To uncover the day of Jesus' death on the cross, we must assemble the evidence from the four Gospels and what we know of the culture at the time. Over the years, scholars have produced several models of what events happened during the days of the week leading up to the cross. These models variously propose that Christ died on Wednesday, Thursday, and Friday.
While a Wednesday crucifixion allows Jesus to have been buried for three full days and nights, this would also mean He rose on the fourth day. In addition, the Triumphal Entry would have happened on Saturday, the day of Sabbath rest. A Thursday crucifixion moves the Triumphal Entry to Sunday, which makes more sense, and eliminates the need for a "silent day" (a day during the Passion Week when no events were recorded). However, we know that the Pharisees rushed to have Jesus in the tomb on the day of preparation (John 19:34-42), which is Friday, and before the Sabbath began at nightfall (the Jews measured days from nightfall to nightfall).
When we examine the evidence, Friday fits best with the gospel accounts and the historical context.
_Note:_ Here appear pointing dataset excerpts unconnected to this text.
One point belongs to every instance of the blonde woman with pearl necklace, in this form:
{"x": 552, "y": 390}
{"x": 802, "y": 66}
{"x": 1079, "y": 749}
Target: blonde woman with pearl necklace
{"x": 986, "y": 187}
For example, the New Testament says that Jesus rose from the dead on the third day—not necessarily after three days (e.g., Matthew 16:21; Acts 10:40). As mentioned above, Jesus had to be rushed into the tomb on the day of preparation. While a Friday crucifixion would necessitate a "silent day" (probably Wednesday), this day allows time for the Sanhedrin to plan for Jesus's arrest and the subsequent trials. So, the day is only "silent" because we have nothing specifically recorded.